You can buy the Good Beer Guide direct from CAMRA. Thanks to them for the review copy.

* no Skoda Fabia's were harmed in the making of this review

** edited for clarity - thanks to Mudge in the comments below


  1. I know it's nitpicking, but it does give a postcode for the Swan at Milton.

  2. Ah, I need to rephrase. Meant to say I would have found them useful *if* I'd needed to use them. Thanks.

  3. It's no use on the parcel shelf of a Skoda Fabia, but it does fit nicely in the passenger's door.

    And as I don't care how many keg or bottled beers a pub has ignoring such irrelevancies sounds ideal.

  4. "It just seems that although it's got 2013 on the cover, it's got 1989 on its mind."

    BAGS in 'still living in 1980s shock' ;-)

    not bought a GBG since the 1999(?) teletubbies-cover edition... would be interested how many people actually use it as a reference when visiting an unknown place, rather than consulting the interweb...

  5. "It just seems that although it's got 2013 on the cover, it's got 1989 on its mind."

    Lot of truth in that.

  6. It would be a much more useful book if it did what it claimed to do: be a guide to the good BEERS of the UK, listed brewery by brewery, with notes on where to find them. At the moment its basically a poor man's version of "The Good Pub Guide".

  7. pY0 "It would be a much more useful book if it did what it claimed to do: be a guide to the good BEERS of the UK, listed brewery by brewery"

    What? You'd list the beers and under that the places where you'd find them?

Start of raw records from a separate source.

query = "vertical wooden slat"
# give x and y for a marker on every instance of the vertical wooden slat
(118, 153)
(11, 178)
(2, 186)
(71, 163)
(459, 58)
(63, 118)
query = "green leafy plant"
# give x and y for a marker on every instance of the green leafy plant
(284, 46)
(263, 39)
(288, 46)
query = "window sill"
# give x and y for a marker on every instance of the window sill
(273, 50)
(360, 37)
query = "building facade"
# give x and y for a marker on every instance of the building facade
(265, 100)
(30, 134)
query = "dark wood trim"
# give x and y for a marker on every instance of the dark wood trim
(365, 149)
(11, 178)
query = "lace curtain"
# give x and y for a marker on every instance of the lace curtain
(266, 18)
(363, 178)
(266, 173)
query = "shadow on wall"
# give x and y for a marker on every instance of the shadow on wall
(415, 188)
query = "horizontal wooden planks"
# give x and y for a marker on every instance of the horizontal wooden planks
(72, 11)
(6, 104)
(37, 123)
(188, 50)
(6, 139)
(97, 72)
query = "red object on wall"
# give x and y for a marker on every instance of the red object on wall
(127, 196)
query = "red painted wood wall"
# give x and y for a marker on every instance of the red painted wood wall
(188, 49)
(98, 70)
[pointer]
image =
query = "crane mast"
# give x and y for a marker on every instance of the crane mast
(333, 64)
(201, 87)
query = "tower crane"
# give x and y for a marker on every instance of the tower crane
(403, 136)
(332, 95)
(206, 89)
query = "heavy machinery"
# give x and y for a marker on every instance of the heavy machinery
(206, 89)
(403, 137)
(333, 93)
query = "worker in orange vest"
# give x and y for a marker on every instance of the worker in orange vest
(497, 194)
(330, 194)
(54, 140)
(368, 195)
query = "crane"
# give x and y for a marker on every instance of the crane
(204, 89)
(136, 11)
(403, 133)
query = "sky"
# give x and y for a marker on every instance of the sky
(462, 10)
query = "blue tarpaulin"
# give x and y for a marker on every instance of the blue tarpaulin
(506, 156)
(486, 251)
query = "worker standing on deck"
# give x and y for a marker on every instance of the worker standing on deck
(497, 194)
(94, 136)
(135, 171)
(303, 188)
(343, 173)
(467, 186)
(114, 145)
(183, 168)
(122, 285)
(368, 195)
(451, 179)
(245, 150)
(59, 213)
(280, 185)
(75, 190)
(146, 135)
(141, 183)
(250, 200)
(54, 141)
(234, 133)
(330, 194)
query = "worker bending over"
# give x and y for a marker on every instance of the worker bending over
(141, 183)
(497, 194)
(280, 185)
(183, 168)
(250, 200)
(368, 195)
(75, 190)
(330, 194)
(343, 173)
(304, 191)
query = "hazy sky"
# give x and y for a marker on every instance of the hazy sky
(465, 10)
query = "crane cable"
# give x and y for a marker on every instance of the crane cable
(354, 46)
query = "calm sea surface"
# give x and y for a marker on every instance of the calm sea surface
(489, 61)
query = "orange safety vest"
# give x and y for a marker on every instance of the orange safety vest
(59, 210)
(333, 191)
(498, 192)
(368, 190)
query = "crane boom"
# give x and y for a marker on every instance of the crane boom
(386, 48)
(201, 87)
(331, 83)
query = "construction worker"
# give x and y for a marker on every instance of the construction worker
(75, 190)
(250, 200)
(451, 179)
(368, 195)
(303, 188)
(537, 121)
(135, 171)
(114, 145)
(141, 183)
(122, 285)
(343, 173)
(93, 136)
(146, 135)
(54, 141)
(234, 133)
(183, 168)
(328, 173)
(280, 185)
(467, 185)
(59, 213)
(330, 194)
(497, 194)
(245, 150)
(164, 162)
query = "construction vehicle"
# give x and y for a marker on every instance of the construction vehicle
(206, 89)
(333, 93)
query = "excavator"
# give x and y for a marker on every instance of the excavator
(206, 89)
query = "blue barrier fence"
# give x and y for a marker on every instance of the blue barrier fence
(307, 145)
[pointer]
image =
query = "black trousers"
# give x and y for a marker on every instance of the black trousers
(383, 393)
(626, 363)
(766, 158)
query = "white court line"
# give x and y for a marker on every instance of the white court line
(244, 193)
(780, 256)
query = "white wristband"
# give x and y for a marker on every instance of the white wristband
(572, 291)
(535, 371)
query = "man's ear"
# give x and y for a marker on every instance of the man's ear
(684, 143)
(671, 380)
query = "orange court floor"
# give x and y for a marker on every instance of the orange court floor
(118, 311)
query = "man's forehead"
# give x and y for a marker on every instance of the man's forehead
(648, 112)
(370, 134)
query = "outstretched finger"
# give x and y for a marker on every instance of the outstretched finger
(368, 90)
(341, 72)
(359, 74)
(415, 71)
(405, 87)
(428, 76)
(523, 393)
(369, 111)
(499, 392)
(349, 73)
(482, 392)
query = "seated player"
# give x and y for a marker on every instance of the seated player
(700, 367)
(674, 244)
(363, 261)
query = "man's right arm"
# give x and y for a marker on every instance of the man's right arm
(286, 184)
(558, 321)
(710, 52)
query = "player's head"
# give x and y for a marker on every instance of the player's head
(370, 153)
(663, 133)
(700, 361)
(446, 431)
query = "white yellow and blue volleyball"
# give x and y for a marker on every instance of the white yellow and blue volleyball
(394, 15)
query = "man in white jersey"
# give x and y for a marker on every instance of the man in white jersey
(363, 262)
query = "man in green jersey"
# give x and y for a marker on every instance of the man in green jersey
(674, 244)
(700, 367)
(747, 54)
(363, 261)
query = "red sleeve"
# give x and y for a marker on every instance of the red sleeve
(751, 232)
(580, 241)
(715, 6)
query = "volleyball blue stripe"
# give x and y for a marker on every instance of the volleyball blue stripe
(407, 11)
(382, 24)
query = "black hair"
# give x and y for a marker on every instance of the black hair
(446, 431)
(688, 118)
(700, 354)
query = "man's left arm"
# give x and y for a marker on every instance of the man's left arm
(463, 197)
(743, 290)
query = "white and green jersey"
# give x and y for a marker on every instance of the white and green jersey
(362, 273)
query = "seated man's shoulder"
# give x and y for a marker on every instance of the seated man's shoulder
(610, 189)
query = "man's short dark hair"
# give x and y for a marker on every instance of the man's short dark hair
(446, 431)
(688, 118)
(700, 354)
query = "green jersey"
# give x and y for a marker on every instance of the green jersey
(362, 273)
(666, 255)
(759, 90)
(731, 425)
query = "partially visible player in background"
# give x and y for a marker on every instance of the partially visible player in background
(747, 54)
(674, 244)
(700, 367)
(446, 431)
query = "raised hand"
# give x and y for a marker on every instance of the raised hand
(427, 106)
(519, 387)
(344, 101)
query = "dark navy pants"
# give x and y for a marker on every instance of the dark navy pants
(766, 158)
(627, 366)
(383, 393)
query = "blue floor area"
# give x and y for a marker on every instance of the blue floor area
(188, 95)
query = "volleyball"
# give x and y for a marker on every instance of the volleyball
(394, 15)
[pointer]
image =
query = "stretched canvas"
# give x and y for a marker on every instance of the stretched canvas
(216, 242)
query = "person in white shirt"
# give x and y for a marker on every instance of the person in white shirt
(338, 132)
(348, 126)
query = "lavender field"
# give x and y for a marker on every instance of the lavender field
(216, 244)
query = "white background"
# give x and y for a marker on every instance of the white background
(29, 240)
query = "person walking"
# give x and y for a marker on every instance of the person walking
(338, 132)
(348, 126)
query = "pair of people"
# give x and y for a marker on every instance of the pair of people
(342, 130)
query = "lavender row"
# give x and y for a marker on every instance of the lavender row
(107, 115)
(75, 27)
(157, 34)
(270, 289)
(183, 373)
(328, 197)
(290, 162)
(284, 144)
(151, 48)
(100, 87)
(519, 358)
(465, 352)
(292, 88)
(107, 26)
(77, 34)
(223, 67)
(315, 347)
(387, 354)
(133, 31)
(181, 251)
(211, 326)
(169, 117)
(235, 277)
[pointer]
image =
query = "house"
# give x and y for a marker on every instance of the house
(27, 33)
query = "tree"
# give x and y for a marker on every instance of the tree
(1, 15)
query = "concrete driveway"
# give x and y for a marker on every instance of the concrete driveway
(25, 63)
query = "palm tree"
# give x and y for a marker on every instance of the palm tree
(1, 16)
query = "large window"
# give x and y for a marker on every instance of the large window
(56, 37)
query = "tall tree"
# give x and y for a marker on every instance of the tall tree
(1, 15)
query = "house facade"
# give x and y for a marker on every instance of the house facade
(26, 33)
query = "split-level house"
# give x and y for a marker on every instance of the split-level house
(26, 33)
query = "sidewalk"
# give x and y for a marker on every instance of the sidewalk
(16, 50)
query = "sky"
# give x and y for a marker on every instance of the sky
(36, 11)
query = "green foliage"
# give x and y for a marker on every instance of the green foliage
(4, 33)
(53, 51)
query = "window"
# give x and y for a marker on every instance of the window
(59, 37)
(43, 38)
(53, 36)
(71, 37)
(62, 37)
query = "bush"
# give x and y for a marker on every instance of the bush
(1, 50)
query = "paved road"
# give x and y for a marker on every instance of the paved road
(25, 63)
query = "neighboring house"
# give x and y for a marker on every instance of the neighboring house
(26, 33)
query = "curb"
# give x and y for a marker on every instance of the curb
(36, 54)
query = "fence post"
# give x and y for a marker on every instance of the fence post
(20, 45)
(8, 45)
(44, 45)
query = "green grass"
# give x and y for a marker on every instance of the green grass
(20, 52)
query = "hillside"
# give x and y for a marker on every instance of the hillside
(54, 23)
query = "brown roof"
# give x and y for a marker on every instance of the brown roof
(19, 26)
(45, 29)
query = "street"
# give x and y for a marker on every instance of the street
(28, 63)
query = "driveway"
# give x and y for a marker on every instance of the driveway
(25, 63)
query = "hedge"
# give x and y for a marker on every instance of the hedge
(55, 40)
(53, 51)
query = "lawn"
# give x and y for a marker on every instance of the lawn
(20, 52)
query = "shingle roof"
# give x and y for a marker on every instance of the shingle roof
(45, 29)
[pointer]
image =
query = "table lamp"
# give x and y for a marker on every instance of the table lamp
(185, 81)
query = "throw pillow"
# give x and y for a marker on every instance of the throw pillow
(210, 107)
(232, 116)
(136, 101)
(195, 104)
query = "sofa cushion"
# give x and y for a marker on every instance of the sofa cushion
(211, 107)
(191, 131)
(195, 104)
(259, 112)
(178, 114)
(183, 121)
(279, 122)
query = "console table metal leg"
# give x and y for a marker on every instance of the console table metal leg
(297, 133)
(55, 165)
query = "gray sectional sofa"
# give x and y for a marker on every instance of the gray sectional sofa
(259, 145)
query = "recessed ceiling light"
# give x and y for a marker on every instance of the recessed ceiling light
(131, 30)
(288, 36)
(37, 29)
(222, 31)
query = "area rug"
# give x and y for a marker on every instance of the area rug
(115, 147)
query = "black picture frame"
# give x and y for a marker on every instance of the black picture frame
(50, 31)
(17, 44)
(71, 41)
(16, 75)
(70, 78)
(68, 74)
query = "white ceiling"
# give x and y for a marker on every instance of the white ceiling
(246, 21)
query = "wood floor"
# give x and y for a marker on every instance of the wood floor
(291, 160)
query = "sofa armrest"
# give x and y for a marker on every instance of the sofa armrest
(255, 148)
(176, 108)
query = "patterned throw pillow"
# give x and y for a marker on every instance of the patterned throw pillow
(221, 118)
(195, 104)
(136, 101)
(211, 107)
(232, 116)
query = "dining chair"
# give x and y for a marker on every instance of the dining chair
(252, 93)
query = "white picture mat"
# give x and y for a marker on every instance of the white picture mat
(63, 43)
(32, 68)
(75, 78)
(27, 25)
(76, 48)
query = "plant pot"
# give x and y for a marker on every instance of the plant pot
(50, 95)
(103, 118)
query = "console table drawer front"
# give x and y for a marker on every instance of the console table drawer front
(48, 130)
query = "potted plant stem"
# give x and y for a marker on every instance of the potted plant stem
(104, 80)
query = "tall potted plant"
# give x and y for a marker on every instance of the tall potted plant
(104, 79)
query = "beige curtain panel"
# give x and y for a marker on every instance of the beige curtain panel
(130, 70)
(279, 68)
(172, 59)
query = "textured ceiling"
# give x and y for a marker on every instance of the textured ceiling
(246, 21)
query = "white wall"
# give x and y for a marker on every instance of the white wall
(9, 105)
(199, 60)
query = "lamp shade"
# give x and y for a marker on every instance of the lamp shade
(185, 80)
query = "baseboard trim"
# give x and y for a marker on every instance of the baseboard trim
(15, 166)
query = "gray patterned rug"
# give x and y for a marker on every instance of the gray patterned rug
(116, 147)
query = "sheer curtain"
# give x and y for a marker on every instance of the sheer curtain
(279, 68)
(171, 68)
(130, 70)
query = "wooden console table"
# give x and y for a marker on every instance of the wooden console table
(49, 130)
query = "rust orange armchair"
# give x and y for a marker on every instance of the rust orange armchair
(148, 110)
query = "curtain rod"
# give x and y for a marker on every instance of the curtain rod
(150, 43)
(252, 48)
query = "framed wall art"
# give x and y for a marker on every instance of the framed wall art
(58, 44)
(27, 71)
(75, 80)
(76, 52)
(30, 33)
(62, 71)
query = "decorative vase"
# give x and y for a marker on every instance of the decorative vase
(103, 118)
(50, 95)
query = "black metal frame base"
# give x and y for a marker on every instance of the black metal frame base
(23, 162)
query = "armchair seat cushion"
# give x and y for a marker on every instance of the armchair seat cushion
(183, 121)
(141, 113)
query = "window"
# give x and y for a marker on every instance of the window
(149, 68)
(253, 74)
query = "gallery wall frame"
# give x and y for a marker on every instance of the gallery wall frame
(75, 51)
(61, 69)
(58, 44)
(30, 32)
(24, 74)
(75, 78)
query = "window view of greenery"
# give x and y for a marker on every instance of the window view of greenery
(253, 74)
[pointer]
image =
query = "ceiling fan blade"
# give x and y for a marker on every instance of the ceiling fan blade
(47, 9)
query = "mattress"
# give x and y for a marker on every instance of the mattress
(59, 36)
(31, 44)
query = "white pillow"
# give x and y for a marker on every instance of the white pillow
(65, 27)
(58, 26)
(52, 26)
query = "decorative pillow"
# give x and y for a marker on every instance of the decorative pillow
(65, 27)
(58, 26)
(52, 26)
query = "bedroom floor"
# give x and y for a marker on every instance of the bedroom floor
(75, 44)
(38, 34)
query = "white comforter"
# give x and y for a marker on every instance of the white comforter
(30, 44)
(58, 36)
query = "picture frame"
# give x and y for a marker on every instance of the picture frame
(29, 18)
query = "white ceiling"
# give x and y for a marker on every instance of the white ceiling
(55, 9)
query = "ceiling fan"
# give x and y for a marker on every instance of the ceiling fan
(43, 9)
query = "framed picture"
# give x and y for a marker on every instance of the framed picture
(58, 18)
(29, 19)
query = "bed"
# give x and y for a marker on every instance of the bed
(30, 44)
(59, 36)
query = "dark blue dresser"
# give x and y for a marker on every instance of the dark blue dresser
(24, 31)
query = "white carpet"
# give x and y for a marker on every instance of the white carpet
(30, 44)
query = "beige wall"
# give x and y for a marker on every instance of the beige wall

    Then Good Pub Guide is a paid for list of pubsand, a I recall, where to find them

    It might be better to have the breweries at the front though.

  8. I can't tell if you're being sarcastic or not but yes, I would make the bulk of the book basically a list of all 1,000 UK breweries divided up by region, with a short potted history, descriptions and reviews of their regular and seasonal beers, and a mention of where you might be able to find these beers on draught. You could have features on regional pub of the years and some style cross referencing at the back.

    So the UK good beer guide is actually a guide to good beer in the UK.
    Thats a book I might actually buy.

  9. Pyo

    But whilst such a booh might appeal to you, it wouldn't to many other people. As its job is to sell many copies-which it does-I wouldn't hold your breath for any chnages.

  10. All perfectly fair enough, but if its not going to be a guide to good beer, it should change its name to a more honest title then, something like "Pubs that some CAMRA members quite like Guide".